In the 5th century BCE, while visiting the colony of Olbia – a northern beachhead of Hellenistic culture on the Black Sea – Herodotus encountered Scythian nomads from the steppes. Thanks to their stories, and the inquisitive nature of the Father of History, a description arose of the lands of today’s Podole, Ziemia Tarnowska and Polesie, and of the nature of the nomads who roamed the lands between the Baltic and Black Seas.
Ever since antiquity, whoever has inhabited this endless space has learned to travel lightly. This is attested to by records, and by logic. This landscape of lowlands unbounded by hills is extremely favourable to migration, and this conditioned every element of existence, including visual culture. Cloth can easily be rolled up, transported and rearranged close at hand. Thus, works on cloth came to be part of everyday life.
The works of Wojciech Sadley, a grand old man of the Polish School of Textiles, have been described by another classic, Jerzy Nowosielski, as “documents without any trace of the human figure or human face”. What dominates in Sadley’s work is spirituality. It was not without reason that, Sadley gave up the loom for painting on silk and parchment – in such a form, his textiles can fulfil sacral functions, acting a dossal or a shroud. Apart from what has previously been said and written about his work, it behoves us to also consider the feeling of temporariness they impart -characteristic of the mentality of the people of the eastern borderlands where Sadley was born.

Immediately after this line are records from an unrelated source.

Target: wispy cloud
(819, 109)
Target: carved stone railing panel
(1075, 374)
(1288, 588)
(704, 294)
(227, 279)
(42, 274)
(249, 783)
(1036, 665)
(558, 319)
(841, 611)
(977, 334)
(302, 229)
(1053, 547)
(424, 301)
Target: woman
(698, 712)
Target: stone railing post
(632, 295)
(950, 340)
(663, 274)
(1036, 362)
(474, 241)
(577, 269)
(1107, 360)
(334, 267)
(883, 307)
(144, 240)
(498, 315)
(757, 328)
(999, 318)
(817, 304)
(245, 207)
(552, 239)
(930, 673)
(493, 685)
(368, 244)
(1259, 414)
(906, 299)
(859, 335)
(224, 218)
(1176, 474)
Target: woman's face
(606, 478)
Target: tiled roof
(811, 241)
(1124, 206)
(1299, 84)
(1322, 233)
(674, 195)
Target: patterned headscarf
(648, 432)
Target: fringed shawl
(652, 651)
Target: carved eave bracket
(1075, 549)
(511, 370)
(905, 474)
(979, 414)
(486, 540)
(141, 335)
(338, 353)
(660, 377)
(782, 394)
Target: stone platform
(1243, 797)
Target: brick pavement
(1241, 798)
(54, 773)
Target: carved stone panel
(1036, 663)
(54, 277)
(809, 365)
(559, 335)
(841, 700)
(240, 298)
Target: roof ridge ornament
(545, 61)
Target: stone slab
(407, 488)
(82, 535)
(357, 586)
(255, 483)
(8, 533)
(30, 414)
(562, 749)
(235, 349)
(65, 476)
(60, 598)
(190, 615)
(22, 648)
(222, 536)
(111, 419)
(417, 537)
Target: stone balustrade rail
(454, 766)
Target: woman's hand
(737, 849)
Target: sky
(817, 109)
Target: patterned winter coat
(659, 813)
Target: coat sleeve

The second, younger author of the exhibition, Błażej Rusin, comes from the same region. He, however, invokes both to ancient nomads and modern painting, and describes his own work as postgraffiti. His paintings migrate from murals to studios and galleries, during constant journeys around Europe. Like Sadley`s works, they may be described as dyed, colored dossals – but completely secular ones.
*The exhibition title is the term “Αγιος νομάς”, latinized Greek meaning: “holy nomad” or “holy in constant movement”.